Forrest Gump par abarguillet
Une plume s'envole et atterrit aux pieds de Forrest Gump, un simple d'esprit, assis sur un banc en attendant le bus à Savannah, en Georgie. Esseulé, il va raconter sa vie aux passants qui viendront s'asseoir à ses côtés. Et la sienne est justement à l'image de la plume que l'on aperçoit au début et à la fin du film, qui se laisse porter par le vent tout comme lui-même se laisse porter par ses aventures incroyables dans l'Amérique de la seconde moitié du XXe siècle.

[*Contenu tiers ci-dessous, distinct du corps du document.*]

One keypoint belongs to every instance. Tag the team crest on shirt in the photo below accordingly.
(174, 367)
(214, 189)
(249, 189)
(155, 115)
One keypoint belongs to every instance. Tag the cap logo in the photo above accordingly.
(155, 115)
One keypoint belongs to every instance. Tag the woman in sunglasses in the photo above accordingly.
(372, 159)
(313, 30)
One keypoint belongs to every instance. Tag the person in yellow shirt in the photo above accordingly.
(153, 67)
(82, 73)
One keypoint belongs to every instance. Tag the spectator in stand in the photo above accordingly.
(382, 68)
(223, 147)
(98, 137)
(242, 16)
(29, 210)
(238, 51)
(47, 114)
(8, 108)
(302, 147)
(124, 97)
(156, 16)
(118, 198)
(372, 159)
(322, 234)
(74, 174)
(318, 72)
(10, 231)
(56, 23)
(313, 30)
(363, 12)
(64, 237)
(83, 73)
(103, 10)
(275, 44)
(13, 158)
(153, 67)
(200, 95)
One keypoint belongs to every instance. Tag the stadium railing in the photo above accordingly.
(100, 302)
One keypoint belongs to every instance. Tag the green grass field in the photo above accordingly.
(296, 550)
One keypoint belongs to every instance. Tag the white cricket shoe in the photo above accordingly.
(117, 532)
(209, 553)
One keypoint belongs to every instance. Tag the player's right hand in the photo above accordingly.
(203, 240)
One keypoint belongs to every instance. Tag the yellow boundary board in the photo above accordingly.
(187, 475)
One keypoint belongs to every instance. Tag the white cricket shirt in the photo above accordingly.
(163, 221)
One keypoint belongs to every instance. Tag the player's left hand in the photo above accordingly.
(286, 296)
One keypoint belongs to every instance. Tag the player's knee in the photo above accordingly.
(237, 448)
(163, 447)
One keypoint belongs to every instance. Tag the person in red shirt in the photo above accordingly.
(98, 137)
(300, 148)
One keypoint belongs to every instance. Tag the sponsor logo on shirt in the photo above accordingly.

Entre son enfance, où il était physiquement handicapé par son dos et le moment même où il raconte son histoire, Forrest Gump sera champion de football américain, soldat au Viêt Nam ( il recevra la Medal of Honor ), champion de ping-pong dans l'équipe militaire américaine, marathonien exceptionnel ( il court sans s'arrêter pendant plus de 3 ans ), capitaine de crevettier, et même milliardaire, malgré lui.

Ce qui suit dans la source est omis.